Opinions Depuis 30 ans, l’éducation des filles est le parent pauvre de la coopération belge. Et si cela était dû à 30 années de domination masculine sur ce ministère ? Une opinion de Dirk Van Maele, directeur de Plan Belgique, ONG d’aide à l’enfance active dans 69 pays dont 50 parmi les plus pauvres d’Afrique, d’Asie et d’Amérique latine.

Madame la ministre de la Coopération au développement,

Oui, c’est bien à vous que je m’adresse. Même si vous ne le savez pas encore, vous êtes la prochaine ministre fédérale de la Coopération au développement - première femme à ce poste en Belgique depuis 30 ans.

Madame, vous n’avez pas idée à quel point votre nomination nous ravit. "Et pourquoi donc ?", vous demandez-vous. Parce que les femmes seraient par nature plus solidaires que les hommes ? Je n’oserais aller jusque-là. Parce qu’elles feraient preuve d’un leadership plus marqué, fort utile à ce poste ? Probable, mais je ne peux le prouver. Parce qu’elles auraient une meilleure vue d’ensemble qui favoriserait la cohérence de l’aide belge ? Possible.

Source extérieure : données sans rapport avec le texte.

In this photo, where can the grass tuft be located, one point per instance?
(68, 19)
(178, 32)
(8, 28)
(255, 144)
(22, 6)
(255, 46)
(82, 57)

Mais ce n’est pas là la raison de notre joie. En réalité, nous sommes ravis de votre nomination - ou plutôt pleins d’espoir - parce que nous ne savons plus à quel Saint nous vouer. Et parce que votre nomination semble être la seule solution à une incohérence incompréhensible de la politique belge d’aide au développement.

Vous savez comme nous que l’éducation des filles et des femmes est un levier de développement extrêmement puissant dans les pays pauvres. Investir dans l’éducation des filles augmente les revenus des ménages, réduit les taux de natalité, le nombre de grossesses et de mariages précoces, accroît la production alimentaire, fait chuter le nombre de décès infantiles dus à des maladies comme la diarrhée, les infections respiratoires ou la malaria… La liste des retombées positives est interminable et l’analyse à ce sujet fait consensus. Je vous mets au défi de trouver quelqu’un pour réfuter ces arguments.

Pourtant, notre pays affecte moins de 3 % de son aide à l’éducation primaire et secondaire inférieure en Afrique, en Asie et en Amérique latine. Pire : la Belgique réduit chaque année ses dépenses à ce niveau. Il y a quelques années, le gouvernement a même supprimé ses programmes de soutien à l’éducation au Niger, au Sénégal et au Maroc. Des pays qui ont pourtant un long chemin à parcourir en matière d’éducation des filles…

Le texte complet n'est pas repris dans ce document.